E = model.get_input_embeddings().weight  # [vocab_size, hidden_size]
print(E.shape)

## Step 6: Summarization (compact model)
We use a small summarization model for quick demos. This is independent of GPT‑2.

In [None]:
# A short paragraph to summarize.
long_text = (
    "Cisco HyperFabric integrates servers, networking, and GPUs for high-performance AI workloads. "
    "It uses RoCEv2 with PFC/ECN to maintain low loss and predictable latency across a leaf-spine fabric, "
    "improving collective operations and training throughput."
    )

In [None]:
# DistilBART CNN is smaller than bart-large and runs quickly on CPU.
summarizer = pipeline("summarization", model="sshleifer/distilbart-cnn-12-6")

In [None]:
summary = summarizer(long_text, max_length=40, min_length=12, do_sample=False)

In [None]:
print(summary)

In [None]:
# CLEAN OUTPUT
print(summary[0]["summary_text"])

## Step 7: Text classification (sentiment)
A quick look at a ready‑to‑use sentiment pipeline.

In [None]:
classifier = pipeline("sentiment-analysis")

In [None]:
print(classifier("I love working with AI infrastructure!"))

In [None]:
print(classifier("This restaurant service is frustrating and unreliable."))

##Step 8: Named Entity Recognition

In [None]:
# 1) Build NER pipeline (merges subwords so outputs are clean)
ner = pipeline("ner", model="dslim/bert-base-NER", aggregation_strategy="simple")

In [None]:
text = "Barack Obama was born in Hawaii and served as the President of the United States."

In [None]:
#  RAW OUTPUT (show full dicts with scores & spans)
entities = ner(text)

In [None]:
print(entities)

In [None]:
# CLEAN OUTPUT (just 'word → label')
for e in entities:
    print(f"- {e['word']} → {e['entity_group']}")
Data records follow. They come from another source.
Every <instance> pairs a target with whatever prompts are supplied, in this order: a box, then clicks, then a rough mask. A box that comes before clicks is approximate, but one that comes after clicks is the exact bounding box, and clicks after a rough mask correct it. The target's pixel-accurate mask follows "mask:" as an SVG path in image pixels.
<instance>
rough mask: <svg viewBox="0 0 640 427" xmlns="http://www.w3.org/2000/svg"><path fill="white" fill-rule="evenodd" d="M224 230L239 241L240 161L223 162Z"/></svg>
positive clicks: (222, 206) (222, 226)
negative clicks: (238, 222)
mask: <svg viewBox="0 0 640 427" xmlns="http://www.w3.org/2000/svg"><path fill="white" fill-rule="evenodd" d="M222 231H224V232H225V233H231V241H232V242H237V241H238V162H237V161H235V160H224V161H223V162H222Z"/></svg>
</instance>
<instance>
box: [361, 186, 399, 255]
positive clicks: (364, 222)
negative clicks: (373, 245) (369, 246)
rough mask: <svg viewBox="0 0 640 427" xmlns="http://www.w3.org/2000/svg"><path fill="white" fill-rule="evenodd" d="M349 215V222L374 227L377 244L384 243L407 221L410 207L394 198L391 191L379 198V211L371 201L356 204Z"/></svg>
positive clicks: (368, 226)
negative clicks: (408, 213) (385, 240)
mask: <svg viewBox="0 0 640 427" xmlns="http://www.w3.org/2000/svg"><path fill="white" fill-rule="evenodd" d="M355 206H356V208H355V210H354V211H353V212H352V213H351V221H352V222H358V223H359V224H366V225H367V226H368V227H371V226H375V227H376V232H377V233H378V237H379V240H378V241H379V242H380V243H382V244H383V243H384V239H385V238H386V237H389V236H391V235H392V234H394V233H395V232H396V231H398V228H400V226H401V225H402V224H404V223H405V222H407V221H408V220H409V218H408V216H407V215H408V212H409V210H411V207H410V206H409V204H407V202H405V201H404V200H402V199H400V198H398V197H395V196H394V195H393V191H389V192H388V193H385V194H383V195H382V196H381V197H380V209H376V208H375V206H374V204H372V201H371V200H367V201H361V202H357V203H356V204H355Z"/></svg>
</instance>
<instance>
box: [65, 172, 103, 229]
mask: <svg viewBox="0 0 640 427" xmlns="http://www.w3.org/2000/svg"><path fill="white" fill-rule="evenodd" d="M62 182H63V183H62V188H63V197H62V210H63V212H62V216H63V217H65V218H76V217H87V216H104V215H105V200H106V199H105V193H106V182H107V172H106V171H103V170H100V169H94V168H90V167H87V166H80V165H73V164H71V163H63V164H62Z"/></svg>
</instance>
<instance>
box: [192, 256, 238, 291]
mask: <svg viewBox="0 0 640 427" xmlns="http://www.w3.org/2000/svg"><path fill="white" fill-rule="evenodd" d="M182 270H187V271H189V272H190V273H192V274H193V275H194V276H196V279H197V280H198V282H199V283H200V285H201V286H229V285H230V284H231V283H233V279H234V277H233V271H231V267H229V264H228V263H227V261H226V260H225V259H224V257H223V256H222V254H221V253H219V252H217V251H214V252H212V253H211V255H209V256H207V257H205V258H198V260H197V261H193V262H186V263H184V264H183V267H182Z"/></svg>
## Step 9: Machine Translation (EN→DE and EN→HI)

In [None]:
src_text = "Artificial Intelligence is transforming the world."

In [None]:
# A) English → German (fast, tiny)
translator_de = pipeline("translation_en_to_de", model="Helsinki-NLP/opus-mt-en-de")

In [None]:
out_de = translator_de(src_text)

In [None]:
print(out_de)

In [None]:
# CLEAN OUTPUT
print(out_de[0]["translation_text"])

In [None]:
# B) English → Hindi (simple, reliable)
#   Option 1: MarianMT (Helsinki) — very lightweight
translator_hi = pipeline("translation_en_to_hi", model="Helsinki-NLP/opus-mt-en-hi")

In [None]:
out_hi = translator_hi(src_text)

In [None]:
print(out_hi)

In [None]:
# CLEAN OUTPUT
print(out_hi[0]["translation_text"])

---
### ✅ Wrap‑up
- `Ġ` marks a **leading space** for GPT‑2’s byte‑level BPE tokenizer (you’ll see it only in token strings).
- Models consume **IDs** and **tensors**; we printed their shapes to make this concrete.
- GPT‑2’s `last_hidden_state` provides **contextual token embeddings**.
- Pipelines make tasks like **summarization**, **sentiment**, **ner** and **translation** a one‑liner for demos.